Out-Law News 2 min. read

EU should increase transparency on ownership of companies and trusts, says commissioner


EU legislation should be tightened to force transparency in relation to the true ownership of companies and trusts, EU justice commissioner Vera Jourova has told the Financial Times.

It is not acceptable for the wealthy to hide money overseas to avoid tax, Jourova told the newspaper, and she is re-examining EU rules to see how they can be improved.

"We have to look at the accessibility of the beneficial ownership registers and also look at the rules for trusts. We need to further increase transparency," she told the Financial Times.

Ordinary citizens work hard and pay their taxes, and cannot understand why it is still possible for some people to hide their money from tax authorities, Jourova said.

"We cannot tolerate this – it is a question of fairness and justice in the EU," she told the Financial Times ahead of a meeting of EU finance ministers.

The UK, Germany, France, Italy and Spain announced this month that they will automatically exchange information on beneficial ownership to show who really owns and controls their companies and trusts. These so-called 'G5' economies have also written to their colleagues in the G20 urging them to adopt the same measures.

The announcement was described as "ground-breaking" by UK chancellor George Osborne, who said that it would ultimately make it more difficult for firms to "dodge tax or funnel corrupt funds".

According to the G5 finance ministers' letter, beneficial ownership information relating to "companies, trusts, foundations, shell companies and other relevant entities and arrangements" will be exchanged "in a fully searchable format" and will include "information on entities and arrangements closed during the relevant year".

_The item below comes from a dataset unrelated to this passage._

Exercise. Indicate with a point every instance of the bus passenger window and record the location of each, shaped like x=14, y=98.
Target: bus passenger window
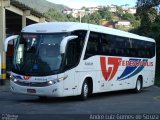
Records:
x=93, y=45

The exchange will initially operate as a pilot, during which participating economies will explore the best way to exchange this information with a view towards ultimately developing a "truly global common standard". This work should be led by the global Organisation for Economic Cooperation and Development (OECD), alongside the Financial Action Task Force. Ultimately, the system should develop into one of "interlinked registries containing full beneficial ownership information", according to the letter.

The OECD has already developed a common reporting standard (CRS), through which more than 90 countries will automatically exchange offshore bank account information with other jurisdictions on an annual basis. The first exchanges will take place in 2017 with more countries due to begin participating in 2018.

Since 6 April, UK companies and limited partnerships have been obliged to keep a register of 'people with significant control' (PSCs). PSCs are individuals who hold more than 25% of a company's shares or voting rights, have the right to appoint a majority of directors or have the right to exercise, or actually exercise, significant influence or control over the company. Companies will have to supply the information to Companies House from 30 June 2016 when they file the company's confirmation statement - the replacement for the annual return. A company's PSC register can be inspected free of charge by those with a 'proper purpose' and most of the information supplied to Companies House will be publicly available.

Other major economies have committed to introducing similar registers which will be accessible to 'competent authorities' and other limited categories of people with a legitimate interest in accessing the information.

The UK is also proposing to introduce a register of offshore companies owning UK property or participating in government contracts. A consultation on the proposals closed earlier this month. It proposed that foreign companies be required to provide information on their beneficial ownership before they were able to buy land/property in England or Wales or enter into public procurement contracts in England. It is not yet clear whether the requirement to provide beneficial ownership information will be applied to foreign companies that already own property or land in England and Wales.